Pandemi Covid- 19 memang mempengaruhi sangat signifikan baik sisi permintaan maupun penawaran. Oleh  karena itu dibutuhkan kebijakan yang lengkap. sehingga permintaan konsumsi bisa meningkat. Pemerintah juga terus berupaya untuk  meningkatkan kepercayaan sehingga investasi bisa tumbuh. Pada saat yang sama kondisi perekonomian global diharapkan bisa pulih dan ekspor juga bisa meningkat.

“Ke depan kita perlu untuk memulihkan ekonomi dan memang tanda-tanda pemulihan ekonomi sudah mulai nampak,” ucap  Sri Mulyani.

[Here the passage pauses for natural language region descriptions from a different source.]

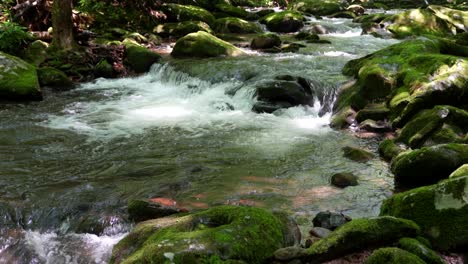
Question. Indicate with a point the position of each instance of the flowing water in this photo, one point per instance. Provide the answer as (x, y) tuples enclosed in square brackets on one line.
[(185, 131)]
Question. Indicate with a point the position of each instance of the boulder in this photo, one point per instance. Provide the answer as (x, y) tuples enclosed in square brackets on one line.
[(393, 255), (343, 180), (330, 220), (285, 21), (440, 210), (202, 44), (266, 41), (235, 25), (284, 91), (428, 165), (179, 13), (181, 29), (224, 233), (419, 249), (18, 79)]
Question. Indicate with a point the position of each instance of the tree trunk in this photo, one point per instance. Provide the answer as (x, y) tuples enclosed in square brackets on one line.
[(63, 25)]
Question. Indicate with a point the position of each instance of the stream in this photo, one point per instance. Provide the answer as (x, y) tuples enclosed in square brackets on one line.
[(185, 131)]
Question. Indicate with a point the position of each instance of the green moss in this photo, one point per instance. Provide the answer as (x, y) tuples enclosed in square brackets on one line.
[(360, 234), (393, 256), (440, 210), (422, 251), (237, 233), (202, 44), (235, 25)]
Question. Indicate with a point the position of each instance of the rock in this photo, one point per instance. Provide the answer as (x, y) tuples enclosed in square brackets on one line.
[(319, 232), (393, 256), (179, 13), (285, 21), (357, 154), (428, 165), (360, 234), (181, 29), (317, 7), (285, 91), (140, 210), (266, 41), (440, 210), (343, 180), (330, 220), (202, 44), (139, 58), (18, 79), (460, 172), (235, 25), (52, 77), (417, 248), (221, 233)]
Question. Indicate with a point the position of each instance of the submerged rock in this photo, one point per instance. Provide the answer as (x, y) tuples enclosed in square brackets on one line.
[(440, 210), (202, 44), (220, 233), (18, 79)]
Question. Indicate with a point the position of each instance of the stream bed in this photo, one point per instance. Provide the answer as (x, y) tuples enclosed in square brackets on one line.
[(184, 131)]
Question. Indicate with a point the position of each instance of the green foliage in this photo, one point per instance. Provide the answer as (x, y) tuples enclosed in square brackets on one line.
[(13, 37)]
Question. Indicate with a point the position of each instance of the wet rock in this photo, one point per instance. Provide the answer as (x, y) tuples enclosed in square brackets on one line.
[(330, 220), (343, 180), (285, 21), (393, 256), (440, 210), (202, 44), (18, 79), (417, 248), (357, 154), (266, 41), (319, 232), (221, 233), (428, 165)]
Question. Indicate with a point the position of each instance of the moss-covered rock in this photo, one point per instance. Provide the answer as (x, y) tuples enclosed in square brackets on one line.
[(181, 29), (52, 77), (360, 234), (202, 44), (317, 7), (226, 233), (393, 255), (440, 210), (179, 13), (428, 165), (140, 58), (285, 21), (235, 25), (18, 79), (413, 245)]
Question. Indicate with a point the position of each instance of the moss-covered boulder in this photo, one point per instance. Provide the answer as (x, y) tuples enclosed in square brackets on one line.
[(18, 79), (419, 249), (360, 234), (440, 210), (181, 29), (235, 25), (441, 124), (220, 233), (266, 41), (202, 44), (285, 21), (139, 58), (392, 255), (179, 13), (428, 165), (317, 7), (52, 77)]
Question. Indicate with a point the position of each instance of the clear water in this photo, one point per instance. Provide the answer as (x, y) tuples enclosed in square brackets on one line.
[(183, 131)]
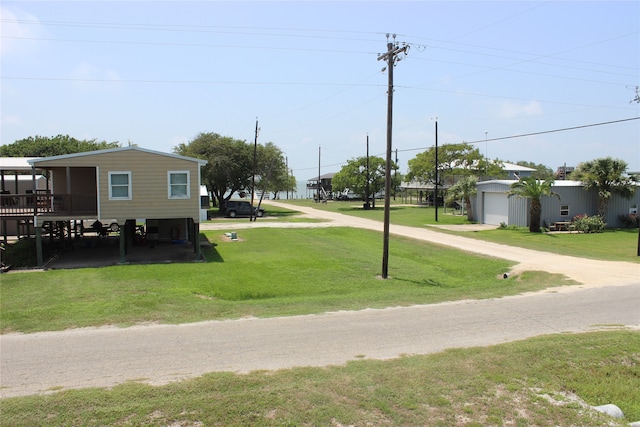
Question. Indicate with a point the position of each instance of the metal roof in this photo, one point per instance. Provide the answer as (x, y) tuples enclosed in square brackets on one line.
[(16, 163), (112, 150)]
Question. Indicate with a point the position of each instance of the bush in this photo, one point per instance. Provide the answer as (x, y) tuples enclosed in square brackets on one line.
[(588, 224), (630, 221)]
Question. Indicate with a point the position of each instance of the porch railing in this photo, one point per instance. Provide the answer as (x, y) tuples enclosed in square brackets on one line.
[(21, 205)]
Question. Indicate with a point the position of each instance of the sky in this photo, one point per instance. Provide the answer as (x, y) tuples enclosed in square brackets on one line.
[(549, 82)]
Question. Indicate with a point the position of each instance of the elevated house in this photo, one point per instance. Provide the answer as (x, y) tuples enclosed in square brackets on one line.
[(493, 206), (423, 192), (320, 185), (121, 188)]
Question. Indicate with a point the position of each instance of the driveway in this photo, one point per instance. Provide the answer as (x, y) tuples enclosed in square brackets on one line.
[(158, 354)]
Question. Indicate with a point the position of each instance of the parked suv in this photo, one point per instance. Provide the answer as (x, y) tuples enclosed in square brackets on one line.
[(239, 208)]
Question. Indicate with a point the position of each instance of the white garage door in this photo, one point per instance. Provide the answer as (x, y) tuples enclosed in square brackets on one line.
[(496, 208)]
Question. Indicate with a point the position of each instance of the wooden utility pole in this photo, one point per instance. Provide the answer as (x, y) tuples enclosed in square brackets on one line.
[(435, 196), (318, 188), (253, 178), (391, 57)]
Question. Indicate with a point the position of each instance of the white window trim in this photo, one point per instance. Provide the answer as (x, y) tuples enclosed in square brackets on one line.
[(186, 196), (130, 193)]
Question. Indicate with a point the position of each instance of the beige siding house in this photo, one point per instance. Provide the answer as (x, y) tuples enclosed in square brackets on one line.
[(126, 186)]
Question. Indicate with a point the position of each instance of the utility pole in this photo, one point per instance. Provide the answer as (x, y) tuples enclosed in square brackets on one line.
[(435, 196), (253, 178), (366, 202), (391, 57), (318, 187), (395, 175)]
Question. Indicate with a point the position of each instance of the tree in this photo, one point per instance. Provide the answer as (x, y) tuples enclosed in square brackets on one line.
[(542, 172), (464, 190), (271, 172), (230, 163), (353, 176), (533, 189), (607, 176), (42, 146), (453, 160)]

Ia menuturkan upaya pemulihan yang sudah dijalankan sejak tahun 2020 akan terus akselerasi melalui kebijakan pemulihan ekonomi nasional.  Dari sisi pandemi covid perlu terus ditangani oleh karena itu langkah-langkah seperti disiplin protokol kesehatan harus tetap dilakukan. 

Sementara itu program vaksinasi sudah dimulai dan akan di akselerasi. Dengan disiplin kesehatan dan vaksinasi kita mengharapkan Covid-19 bisa terus dikendalikan dan itu berarti kegiatan masyarakat akan kembali pulih.

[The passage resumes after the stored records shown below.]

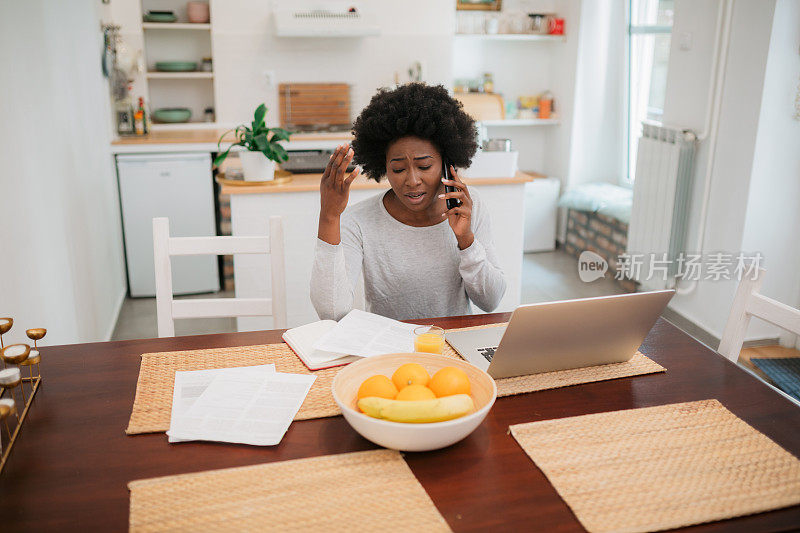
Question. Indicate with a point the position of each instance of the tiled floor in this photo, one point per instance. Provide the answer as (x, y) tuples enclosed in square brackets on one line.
[(137, 320), (546, 276), (551, 276)]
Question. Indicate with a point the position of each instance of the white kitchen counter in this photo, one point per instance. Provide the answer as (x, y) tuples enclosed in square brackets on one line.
[(205, 140)]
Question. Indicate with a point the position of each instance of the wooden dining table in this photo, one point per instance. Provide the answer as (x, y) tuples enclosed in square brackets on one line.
[(72, 462)]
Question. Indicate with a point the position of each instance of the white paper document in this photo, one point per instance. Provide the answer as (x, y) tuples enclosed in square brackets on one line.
[(190, 385), (253, 405), (366, 334)]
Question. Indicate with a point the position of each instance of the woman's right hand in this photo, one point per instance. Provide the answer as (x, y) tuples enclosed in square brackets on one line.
[(334, 189), (335, 186)]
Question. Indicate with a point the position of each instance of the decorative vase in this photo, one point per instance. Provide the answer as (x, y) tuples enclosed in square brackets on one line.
[(256, 166), (197, 12)]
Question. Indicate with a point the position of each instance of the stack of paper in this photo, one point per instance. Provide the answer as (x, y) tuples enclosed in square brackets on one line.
[(366, 334), (247, 405)]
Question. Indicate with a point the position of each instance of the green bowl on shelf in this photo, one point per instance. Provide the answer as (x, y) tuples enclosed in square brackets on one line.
[(172, 115), (176, 66), (160, 16)]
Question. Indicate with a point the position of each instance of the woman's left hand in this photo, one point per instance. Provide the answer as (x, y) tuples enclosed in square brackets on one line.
[(460, 218)]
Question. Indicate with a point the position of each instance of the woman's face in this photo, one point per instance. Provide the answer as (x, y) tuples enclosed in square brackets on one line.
[(414, 169)]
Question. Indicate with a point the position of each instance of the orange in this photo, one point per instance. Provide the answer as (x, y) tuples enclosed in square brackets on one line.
[(448, 381), (413, 393), (379, 386), (410, 374)]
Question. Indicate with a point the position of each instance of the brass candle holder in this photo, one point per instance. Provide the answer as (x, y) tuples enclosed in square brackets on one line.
[(5, 324), (15, 358)]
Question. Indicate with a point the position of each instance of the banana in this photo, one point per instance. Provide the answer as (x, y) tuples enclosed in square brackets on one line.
[(418, 412)]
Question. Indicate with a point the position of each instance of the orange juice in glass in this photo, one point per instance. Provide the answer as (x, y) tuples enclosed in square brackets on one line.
[(429, 339)]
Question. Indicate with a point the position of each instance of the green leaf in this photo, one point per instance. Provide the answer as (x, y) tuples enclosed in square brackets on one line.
[(258, 117), (269, 153), (280, 153), (261, 142), (279, 134)]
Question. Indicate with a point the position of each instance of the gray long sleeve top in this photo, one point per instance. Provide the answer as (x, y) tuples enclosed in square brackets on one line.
[(409, 272)]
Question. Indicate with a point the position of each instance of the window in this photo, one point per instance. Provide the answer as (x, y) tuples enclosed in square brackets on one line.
[(649, 35)]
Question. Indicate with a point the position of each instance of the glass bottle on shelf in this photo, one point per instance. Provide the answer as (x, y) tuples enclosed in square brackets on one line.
[(488, 83)]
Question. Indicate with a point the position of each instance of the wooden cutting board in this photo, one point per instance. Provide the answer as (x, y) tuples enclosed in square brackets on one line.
[(314, 104), (488, 106)]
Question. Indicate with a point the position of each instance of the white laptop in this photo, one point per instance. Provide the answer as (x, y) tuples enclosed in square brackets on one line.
[(566, 334)]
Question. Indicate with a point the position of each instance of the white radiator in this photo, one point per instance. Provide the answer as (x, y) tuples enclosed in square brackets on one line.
[(663, 179)]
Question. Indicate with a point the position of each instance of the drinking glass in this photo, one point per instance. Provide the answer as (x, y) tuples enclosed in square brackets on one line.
[(429, 339)]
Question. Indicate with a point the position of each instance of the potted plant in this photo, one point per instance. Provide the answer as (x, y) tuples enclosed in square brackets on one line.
[(262, 148)]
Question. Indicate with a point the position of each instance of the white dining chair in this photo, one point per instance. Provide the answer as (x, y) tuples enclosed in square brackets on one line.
[(168, 309), (749, 303)]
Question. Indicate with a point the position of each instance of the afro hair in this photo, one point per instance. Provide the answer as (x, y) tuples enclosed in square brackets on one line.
[(418, 110)]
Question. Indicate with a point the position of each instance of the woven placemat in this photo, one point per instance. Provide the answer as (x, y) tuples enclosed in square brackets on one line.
[(661, 467), (152, 406), (361, 491)]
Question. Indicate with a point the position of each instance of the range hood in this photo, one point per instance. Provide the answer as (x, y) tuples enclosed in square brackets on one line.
[(322, 19)]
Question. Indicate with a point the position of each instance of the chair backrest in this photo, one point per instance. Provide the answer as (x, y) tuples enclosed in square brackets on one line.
[(168, 309), (749, 303)]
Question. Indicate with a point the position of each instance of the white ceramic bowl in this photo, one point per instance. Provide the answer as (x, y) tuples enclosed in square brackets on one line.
[(411, 437)]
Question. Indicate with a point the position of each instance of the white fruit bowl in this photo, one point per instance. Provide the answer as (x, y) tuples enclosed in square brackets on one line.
[(411, 437)]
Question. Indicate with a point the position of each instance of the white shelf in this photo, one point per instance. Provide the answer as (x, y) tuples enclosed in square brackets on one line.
[(176, 26), (179, 75), (511, 37), (193, 125), (522, 122)]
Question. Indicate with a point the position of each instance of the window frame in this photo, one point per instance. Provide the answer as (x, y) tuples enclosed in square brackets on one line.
[(634, 29)]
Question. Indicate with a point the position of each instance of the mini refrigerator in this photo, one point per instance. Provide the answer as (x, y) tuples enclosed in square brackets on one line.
[(177, 186)]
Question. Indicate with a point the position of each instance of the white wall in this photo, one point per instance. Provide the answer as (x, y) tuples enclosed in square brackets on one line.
[(60, 240), (772, 223), (245, 48), (597, 149), (751, 172)]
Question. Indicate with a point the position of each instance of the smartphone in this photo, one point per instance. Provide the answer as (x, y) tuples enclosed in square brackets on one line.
[(450, 202)]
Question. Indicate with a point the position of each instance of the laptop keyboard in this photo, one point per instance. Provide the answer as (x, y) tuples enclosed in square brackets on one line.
[(488, 353)]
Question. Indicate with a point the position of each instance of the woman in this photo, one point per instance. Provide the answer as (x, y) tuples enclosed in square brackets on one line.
[(418, 258)]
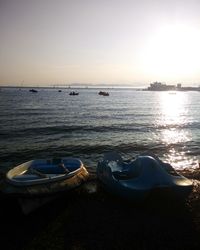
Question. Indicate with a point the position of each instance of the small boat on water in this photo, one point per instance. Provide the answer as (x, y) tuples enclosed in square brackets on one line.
[(136, 179), (33, 90), (73, 93), (43, 178), (103, 93)]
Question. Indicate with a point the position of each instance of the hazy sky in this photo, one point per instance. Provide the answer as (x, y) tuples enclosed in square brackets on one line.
[(99, 41)]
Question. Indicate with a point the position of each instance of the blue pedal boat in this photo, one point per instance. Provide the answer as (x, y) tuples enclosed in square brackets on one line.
[(136, 179)]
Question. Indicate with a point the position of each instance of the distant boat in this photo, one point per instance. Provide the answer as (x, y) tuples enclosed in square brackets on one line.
[(73, 93), (33, 90), (103, 93)]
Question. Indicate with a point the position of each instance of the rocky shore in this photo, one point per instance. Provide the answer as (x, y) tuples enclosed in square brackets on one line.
[(90, 218)]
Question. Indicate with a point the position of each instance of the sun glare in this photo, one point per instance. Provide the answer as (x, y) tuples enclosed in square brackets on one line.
[(171, 117), (172, 52)]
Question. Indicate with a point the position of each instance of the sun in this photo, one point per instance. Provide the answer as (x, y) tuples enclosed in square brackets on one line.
[(172, 52)]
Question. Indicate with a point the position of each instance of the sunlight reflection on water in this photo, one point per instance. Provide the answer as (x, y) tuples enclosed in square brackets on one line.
[(173, 109)]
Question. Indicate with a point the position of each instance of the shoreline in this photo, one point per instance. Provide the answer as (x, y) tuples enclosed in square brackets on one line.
[(89, 217)]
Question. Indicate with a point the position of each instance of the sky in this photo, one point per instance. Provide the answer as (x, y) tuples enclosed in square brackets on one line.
[(122, 42)]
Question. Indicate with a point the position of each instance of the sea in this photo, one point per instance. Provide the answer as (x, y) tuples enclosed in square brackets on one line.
[(50, 123)]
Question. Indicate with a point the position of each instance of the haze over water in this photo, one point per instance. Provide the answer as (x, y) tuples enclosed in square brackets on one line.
[(51, 123)]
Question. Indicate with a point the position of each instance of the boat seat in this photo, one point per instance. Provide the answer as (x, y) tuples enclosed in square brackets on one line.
[(132, 170), (52, 169)]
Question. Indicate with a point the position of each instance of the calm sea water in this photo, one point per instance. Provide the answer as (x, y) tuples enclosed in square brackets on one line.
[(51, 124)]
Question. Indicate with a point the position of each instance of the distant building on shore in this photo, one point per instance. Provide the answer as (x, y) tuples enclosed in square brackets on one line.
[(158, 86)]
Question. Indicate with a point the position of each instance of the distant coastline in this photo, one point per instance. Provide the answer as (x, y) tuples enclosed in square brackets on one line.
[(158, 86)]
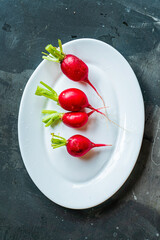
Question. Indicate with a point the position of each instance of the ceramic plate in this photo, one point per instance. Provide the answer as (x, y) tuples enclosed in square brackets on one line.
[(80, 183)]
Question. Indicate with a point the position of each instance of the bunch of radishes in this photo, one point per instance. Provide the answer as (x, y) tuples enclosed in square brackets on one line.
[(72, 99)]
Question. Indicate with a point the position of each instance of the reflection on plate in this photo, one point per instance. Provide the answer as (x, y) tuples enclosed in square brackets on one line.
[(88, 181)]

“Mobilitas masyarakat akan meningkat dan dengan mobilitas dan kegiatan masyarakat maka kegiatan konsumsi,  investasi ekspor akan bisa berjalan dan itu menjadi kunci pemulihan ekonomi kita,” ucap Sri Mulyani.

Menko Perekonomian Airlangga Hartarto saat memberikan keynote speech pada acara  webinar Covid-19 dan Percepatan Pemulihan Ekonomi 2021: Harapan, Tantangan dan Strategi Kebijakan, Rabu (27/1/2021).
Menko Perekonomian Airlangga Hartarto saat memberikan keynote speech pada acara webinar Covid-19 dan Percepatan Pemulihan Ekonomi 2021: Harapan, Tantangan dan Strategi Kebijakan, Rabu (27/1/2021).

Menteri Koordinator Bidang Perekonomian Airlangga Hartarto memperkirakan pertumbuhan ekonomi  tahun 2021 akan berada di angka 4,5% sampai 5,5%. Angka ini diperkirakan berdasarkan sejumlah faktor. Salah satunya adalah lancarnya proses vaksinasi sehingga permasalahan kesehatan bisa ditangani.

“Berbagai lembaga sudah mengatakan bahwa pertumbuhan Indonesia di tahun 2021 itu antara 4,4 sampai dengan 4,8%. Indonesia sendiri memperkirakan  4,5 sampai 5,5%,” ucap Airlangga.

Airlangga mengatakan  program vaksinasi terus didorong sebagai penggerak di perekonomian nasional. Pemerintah melihat bahwa sektor-sektor yang penting bagi Indonesia adalah konsumsi, investasi, dan ekspor.

“(Tiga hal) ini menjadi pengungkit perekonomian nasional selain belanja pemerintah,” ucapnya.